Le Wallon nous revient avec un nouvel album, Les Bulles, et une belle série de concerts parisiens : sept semaines au Zèbre de Belleville. De quoi se pencher sur un artiste drôle et corrosif, dont les prestations scéniques réservent chaque fois leur lot gagnant de surprises… Chronique d'album et récit de concert.

Révolte en rimes

Le Wallon nous revient avec un nouvel album, Les Bulles, et une belle série de concerts parisiens : sept semaines au Zèbre de Belleville. De quoi se pencher sur un artiste drôle et corrosif, dont les prestations scéniques réservent chaque fois leur lot gagnant de surprises… Chronique d'album et récit de concert.
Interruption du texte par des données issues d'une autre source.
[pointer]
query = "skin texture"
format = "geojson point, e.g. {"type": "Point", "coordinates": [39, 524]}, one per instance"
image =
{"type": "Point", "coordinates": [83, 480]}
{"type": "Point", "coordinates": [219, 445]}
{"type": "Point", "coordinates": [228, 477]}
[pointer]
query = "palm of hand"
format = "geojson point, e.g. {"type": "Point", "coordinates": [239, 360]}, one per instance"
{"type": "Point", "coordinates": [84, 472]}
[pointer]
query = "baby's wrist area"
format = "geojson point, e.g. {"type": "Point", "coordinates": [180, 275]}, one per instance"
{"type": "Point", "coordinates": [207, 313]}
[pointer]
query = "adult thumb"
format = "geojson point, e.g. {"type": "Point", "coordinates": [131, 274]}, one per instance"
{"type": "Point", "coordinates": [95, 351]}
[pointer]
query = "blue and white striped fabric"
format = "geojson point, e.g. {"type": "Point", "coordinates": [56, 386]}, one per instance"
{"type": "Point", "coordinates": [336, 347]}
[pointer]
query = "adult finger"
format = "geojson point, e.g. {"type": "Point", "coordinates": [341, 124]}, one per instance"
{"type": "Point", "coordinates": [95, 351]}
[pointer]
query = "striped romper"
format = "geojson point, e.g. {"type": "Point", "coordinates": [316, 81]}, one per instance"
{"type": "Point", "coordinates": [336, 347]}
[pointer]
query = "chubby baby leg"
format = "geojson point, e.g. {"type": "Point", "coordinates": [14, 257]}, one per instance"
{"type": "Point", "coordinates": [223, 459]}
Daniel Hélin pourrait être à la musique belge ce qu'un certain Jacques Higelin a apporté à la chanson française il y a quelques années. Il produit des textes d’une rare richesse qui ne se contentent pas de faire "la la la" sur l'air du temps. Avec la complicité de Jean-Yves Evrard qui a composé la plupart des morceaux, il expérimente des sons qui mêlent enthousiasme festif et construction classique, rythme rock et pensée blues. Son deuxième album campe différentes ambiances qui flirtent tantôt avec le pamphlet politique tantôt avec la comptine érotique, à la manière des nouvellistes libertins du 17e siècle, mâtiné d'un regard à la Léo Ferré ou Bernard Lavilliers, première mouture. Mais si Daniel Hélin conçoit son engagement comme un fait naturel pour un "mec qui réfléchit sur le monde", il refuse pour autant de se voir "porte-étendard d'un mouvement quelconque".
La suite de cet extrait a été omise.